O primeiro passo para curar uma doença é você reconhecer seu problema.
Eu já tinha reconhecido há muito tempo que precisava de ajuda, mas tinha vergonha de pedir e não sabia a quem recorrer.
Foi um dia quando vi o anúncio no jornal “Evangélicos Anônimos – se você sofre problemas pessoais e familiares por causa deste mal que aflige a tantas pessoas, e não sabe a quem recorrer, venha para nossas reuniões. Aqui você encontrará amigos e um espaço onde você pode ser quem realmente é. Não se envergonhe, vamos ajudar você a lutar!”
Primeiro eu achei que fosse uma piada, mas resolvi ligar. A pessoa que me atendeu foi muito educada, me passou todos os dados sobre a reunião e disse que eu seria muito bem vindo.
Curiosamente ela não fez nenhum tipo de pressão. Resolvi aparecer, na hora e no local marcado. Não havia ninguém na porta, apenas um aviso “Evangélicos Anônimos – Entre sem Bater”.
Entrei devagar e tentando não ser notado. Era um auditório pequeno, para umas cinqüenta pessoas em um prédio comercial.
Havia lá dentro umas vinte e cinco pessoas, e lá na frente um rapaz bem magro de óculos juntando umas folhas de papel sobre uma mesa. Sentei uma fileira para trás da última pessoa.
As 19:00 horas em ponto o rapaz pegou o microfone, e começou a falar.
“Boa noite pessoal! Meu nome é Gualberto, sou evangélico há 20 anos e estou limpo há 25 meses!

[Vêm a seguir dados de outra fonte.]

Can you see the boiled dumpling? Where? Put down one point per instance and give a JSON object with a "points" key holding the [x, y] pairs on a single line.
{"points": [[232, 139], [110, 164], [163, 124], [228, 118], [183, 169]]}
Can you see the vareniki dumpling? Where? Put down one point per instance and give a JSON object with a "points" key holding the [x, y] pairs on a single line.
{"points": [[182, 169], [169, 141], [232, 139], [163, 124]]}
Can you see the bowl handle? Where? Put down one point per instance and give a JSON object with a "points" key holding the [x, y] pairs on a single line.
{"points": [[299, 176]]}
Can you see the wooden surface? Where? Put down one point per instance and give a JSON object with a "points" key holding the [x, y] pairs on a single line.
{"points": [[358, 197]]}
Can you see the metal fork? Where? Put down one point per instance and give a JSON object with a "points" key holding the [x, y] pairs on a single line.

Não sei o que é pior, sofrer de religiosidade aguda ou se chamar Gualberto não é mesmo heheheh…!”
Ninguém riu da piadinha do Gualberto.
“Muito bem pessoal”, ele continuou, “esta é a nossa terceira reunião e eu vejo que vocês ainda estão muito tímidos.”
“Eu vou explicar mais uma vez para todos como as coisas funcionam, porque é sempre bom lembrar!”, ele continuou,”se você veio até aqui, é porque precisa de ajuda com um problema muito sério. Todos nós aqui presentes sabemos qual é o problema, mas a nossa dificuldade é saber o que fazer.”
“Se você está aqui, já deu um importante passo, o de reconhecer o seu problema. Agora você precisa aprender algumas coisas. E qual é a primeira coisa que precisamos aprender pessoal?”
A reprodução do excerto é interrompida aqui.